We conducted meta-analysis for the SNPs that had been reported in 2 or more study cohorts from at least 2 separated reports. The genetic association was assessed using the allelic (a vs. A) model, where “a” and “A” represented the associated and the reference alleles, respectively. We evaluated the inter-cohort heterogeneity using the I 282. An I 2 value of lower than 25%, between 25% and 50%, and greater than 50% indicated low, moderate, and high heterogeneity, respectively. However, to obtain more conservative results we calculated the summary OR and 95% CI for each SNP only using the random-effect model, in which the weighted effect of a SNP was estimated by inverse variance (IV) and τ2 from the DerSimonian-Laird estimator83, regardless of the Q statistics and I 2. Of note, to assess the replication results of SNPs identified in the GWAS on keratoconus23, 24, we first combined the data from both the GWAS and replication studies, and then removed the data from the initial GWAS. Subgroup analysis by ethnicity was then conducted in Whites and Asian populations (i.e., populations of Asian ancestries including 2 or more ethnic groups from Arabic, Chinese, Korean, Japanese, or Indian populations). We adopted the funnel plots and Egger’s test to assess potential biases (e.g. publication bias)84, 85. A P value of <0.05 in the Egger’s test indicated statistically significant bias. We also conducted the sensitivity analysis to confirm the associations by sequentially omitting each of the included studies one at a time and recalculated the summary outcomes. We then omitted the studies that deviated from HWE (PChi-squre ≤ 0.05), or of suboptimal quality. A finding is more likely to be true when the result is stable in the sensitivity analysis.

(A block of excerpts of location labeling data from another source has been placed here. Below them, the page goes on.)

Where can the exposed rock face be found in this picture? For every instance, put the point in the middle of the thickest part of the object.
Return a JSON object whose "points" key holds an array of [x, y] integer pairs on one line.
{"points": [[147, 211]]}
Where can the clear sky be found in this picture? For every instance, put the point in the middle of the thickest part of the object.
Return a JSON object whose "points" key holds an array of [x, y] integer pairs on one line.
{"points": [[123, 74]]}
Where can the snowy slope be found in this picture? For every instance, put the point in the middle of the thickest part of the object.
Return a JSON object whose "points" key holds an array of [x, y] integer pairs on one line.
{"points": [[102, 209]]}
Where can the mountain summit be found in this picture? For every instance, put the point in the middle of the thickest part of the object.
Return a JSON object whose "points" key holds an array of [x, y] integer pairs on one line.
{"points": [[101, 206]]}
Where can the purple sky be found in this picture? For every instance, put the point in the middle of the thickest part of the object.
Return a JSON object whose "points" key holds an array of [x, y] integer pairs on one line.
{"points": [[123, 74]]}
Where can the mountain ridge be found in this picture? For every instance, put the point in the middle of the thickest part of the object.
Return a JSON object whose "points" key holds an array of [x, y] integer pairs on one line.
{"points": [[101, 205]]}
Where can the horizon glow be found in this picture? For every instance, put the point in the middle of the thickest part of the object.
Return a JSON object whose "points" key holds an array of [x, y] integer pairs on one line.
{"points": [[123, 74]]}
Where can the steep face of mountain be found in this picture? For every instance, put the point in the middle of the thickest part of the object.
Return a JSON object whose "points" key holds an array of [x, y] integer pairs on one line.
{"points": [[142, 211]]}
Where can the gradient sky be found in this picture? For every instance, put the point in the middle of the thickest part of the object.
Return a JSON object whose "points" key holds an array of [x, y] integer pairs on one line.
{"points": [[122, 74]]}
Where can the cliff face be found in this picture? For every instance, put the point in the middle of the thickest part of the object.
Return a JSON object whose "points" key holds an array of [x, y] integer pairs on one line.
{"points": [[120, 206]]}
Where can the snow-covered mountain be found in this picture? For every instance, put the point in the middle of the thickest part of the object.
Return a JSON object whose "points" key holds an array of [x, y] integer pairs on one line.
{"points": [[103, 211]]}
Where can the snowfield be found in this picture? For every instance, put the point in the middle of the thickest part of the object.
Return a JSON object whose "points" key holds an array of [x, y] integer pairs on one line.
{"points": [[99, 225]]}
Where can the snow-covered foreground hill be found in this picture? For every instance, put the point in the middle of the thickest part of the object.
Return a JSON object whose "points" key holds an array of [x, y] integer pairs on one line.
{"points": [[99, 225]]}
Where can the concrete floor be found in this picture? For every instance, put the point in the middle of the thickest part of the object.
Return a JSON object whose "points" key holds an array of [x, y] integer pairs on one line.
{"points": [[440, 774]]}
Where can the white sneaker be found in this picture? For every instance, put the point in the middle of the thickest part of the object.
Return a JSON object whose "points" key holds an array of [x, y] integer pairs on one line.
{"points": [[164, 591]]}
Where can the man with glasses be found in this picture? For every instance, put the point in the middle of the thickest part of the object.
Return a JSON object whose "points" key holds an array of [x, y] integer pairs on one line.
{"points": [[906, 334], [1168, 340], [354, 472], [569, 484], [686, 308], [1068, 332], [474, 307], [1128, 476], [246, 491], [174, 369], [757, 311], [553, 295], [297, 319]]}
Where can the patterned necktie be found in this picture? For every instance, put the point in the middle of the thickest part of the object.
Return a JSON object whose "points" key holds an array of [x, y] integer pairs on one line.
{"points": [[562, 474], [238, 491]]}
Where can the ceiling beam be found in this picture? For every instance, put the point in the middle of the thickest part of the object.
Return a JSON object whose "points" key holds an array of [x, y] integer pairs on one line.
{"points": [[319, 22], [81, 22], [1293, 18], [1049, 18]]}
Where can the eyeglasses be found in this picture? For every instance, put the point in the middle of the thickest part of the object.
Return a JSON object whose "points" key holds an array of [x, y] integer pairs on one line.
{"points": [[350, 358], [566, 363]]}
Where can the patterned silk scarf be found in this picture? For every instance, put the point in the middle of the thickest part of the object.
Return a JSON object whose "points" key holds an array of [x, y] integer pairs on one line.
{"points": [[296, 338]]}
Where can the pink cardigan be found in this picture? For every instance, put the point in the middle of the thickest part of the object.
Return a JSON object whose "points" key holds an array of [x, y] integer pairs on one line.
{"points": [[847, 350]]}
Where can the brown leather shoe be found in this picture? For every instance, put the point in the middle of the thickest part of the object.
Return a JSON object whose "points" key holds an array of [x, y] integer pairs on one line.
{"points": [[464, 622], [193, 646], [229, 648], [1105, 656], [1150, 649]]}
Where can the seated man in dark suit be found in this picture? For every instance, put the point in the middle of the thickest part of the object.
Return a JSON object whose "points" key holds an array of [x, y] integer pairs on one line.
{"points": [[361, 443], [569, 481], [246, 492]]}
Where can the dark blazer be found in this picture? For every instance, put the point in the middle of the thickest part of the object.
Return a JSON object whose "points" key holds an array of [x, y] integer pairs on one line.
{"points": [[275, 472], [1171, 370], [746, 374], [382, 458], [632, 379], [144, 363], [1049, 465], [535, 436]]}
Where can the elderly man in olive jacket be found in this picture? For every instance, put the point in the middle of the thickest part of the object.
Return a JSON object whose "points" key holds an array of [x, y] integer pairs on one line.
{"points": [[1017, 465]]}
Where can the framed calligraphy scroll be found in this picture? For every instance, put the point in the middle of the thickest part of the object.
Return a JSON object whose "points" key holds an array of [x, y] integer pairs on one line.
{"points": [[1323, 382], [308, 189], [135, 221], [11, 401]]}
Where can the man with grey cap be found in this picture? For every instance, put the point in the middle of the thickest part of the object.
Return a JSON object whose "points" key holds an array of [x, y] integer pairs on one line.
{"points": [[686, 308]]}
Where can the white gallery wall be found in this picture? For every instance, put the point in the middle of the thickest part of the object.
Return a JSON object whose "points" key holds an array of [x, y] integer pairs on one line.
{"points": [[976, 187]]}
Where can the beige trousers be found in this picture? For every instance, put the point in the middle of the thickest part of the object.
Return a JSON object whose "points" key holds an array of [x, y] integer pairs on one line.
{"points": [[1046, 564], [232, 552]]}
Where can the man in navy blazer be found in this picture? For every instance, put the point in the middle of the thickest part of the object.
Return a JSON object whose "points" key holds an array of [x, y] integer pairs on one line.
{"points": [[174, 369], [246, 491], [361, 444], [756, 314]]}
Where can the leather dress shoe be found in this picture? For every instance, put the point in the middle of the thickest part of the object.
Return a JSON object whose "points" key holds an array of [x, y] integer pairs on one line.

Customized analytical scripts based on the metafor package in the R software (v3.0.0, were generated for the meta-analysis.

As a strategy to account for multiple testing, we used the Bonferroni corrected alpha as the cut-off value for confirming the genetic associations. To calculate the adjusted alpha value, we divided 0.05 by the number of SNPs tested (N = 53) and also by the maximum number of different tests a SNP could be done (N = 7). The adjusted significant threshold was therefore 1.35 × 10−4. The P values > 1.35 × 10−4 and ≤ 0.05 were considered nominally significant. We consider a P value < 5 × 10−8 as genome-wide significance.